La anciana no podía pagar su comida…

La anciana no podía pagar, pero una vieja deuda de bondad regresó
Mercedes entró en una pequeña cafetería de barrio poco antes del mediodía. Se sentó junto a la ventana, pidió una sopa y un café, y comió despacio mientras observaba la lluvia.
Cuando llegó el momento de pagar, abrió su bolso y buscó durante varios segundos.
Entonces su rostro cambió.
Había dejado la cartera en casa.
Avergonzada, llamó a la joven camarera.
—Lo siento, hija. No tengo dinero conmigo. Volveré otro día.
La camarera, Clara, negó con la cabeza.
—No hace falta que se vaya. Hoy es mi invitada.
Mercedes se quedó sorprendida.
—No quiero causarte problemas.
—No es ningún problema.
Clara retiró la cuenta y le sirvió incluso un poco más de café.
La anciana la observó en silencio.
—¿Por qué eres tan buena conmigo?
Clara sonrió con cierta tristeza.
—Porque me recuerda mucho a mi abuela. Falleció hace dos años y todavía la echo muchísimo de menos. Ella siempre decía que nadie debía marcharse de una mesa sintiéndose avergonzado.
Mercedes dejó lentamente la taza.
—¿Cómo se llamaba?
—Rosa Álvarez.
La cuchara cayó de las manos de la anciana.

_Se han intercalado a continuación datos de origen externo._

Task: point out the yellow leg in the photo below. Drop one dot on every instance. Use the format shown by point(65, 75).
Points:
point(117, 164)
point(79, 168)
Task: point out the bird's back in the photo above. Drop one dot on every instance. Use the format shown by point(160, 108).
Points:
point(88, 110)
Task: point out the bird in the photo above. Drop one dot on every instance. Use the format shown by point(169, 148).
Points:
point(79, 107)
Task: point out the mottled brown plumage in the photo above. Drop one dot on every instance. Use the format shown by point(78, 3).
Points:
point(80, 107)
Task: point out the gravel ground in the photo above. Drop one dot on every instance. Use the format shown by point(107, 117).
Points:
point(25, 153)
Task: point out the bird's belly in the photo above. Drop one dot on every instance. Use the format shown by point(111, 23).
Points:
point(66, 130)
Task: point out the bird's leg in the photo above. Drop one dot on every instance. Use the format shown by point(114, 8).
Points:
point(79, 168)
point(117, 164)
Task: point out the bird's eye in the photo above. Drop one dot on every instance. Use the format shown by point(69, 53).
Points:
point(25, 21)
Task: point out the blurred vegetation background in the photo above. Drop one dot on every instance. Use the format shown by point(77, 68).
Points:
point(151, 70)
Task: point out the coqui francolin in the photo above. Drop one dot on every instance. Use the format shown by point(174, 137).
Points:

Clara pensó que se había mareado.
—¿Se encuentra bien?
Mercedes abrió su bolso y sacó una vieja fotografía.
En ella aparecían dos mujeres jóvenes frente a una tienda de comestibles.
Una era Mercedes.
La otra era Rosa.
Clara reconoció inmediatamente a su abuela.
Mercedes comenzó a llorar.
Cuarenta años atrás había llegado a la ciudad con una hija pequeña y casi nada de dinero. Durante semanas buscó trabajo sin éxito.
Una tarde entró en la pequeña tienda donde trabajaba Rosa y pidió únicamente agua.
Rosa comprendió que llevaba horas sin comer.
Le preparó un bocadillo, le dio leche para su hija y se negó a aceptar dinero.
Durante los días siguientes continuó ayudándola hasta que Mercedes consiguió su primer empleo.
—Tu abuela me dijo exactamente lo mismo que tú hoy —recordó Mercedes—. Que algún día ayudara a otra persona cuando pudiera.
Clara permaneció inmóvil.
Nunca había escuchado aquella historia.
Mercedes había cumplido la promesa durante toda su vida. Trabajó como maestra y durante años pagó discretamente material escolar y comidas para alumnos cuyas familias atravesaban dificultades.
Antes de marcharse, tomó las manos de Clara.
—Pensé que aquella deuda ya estaba pagada. Pero hoy he entendido que la bondad no funciona así. No termina. Va pasando de una persona a otra.
Desde aquel día, Mercedes comenzó a visitar la cafetería todos los domingos.
Clara nunca volvió a dejarle pagar el café.
Y Mercedes, en secreto, empezó a dejar pagado un menú extra cada semana para cualquier persona que entrara sin dinero.
Rosa ya no estaba allí.
Pero cuarenta años después, su pequeño gesto seguía encontrando nuevas mesas.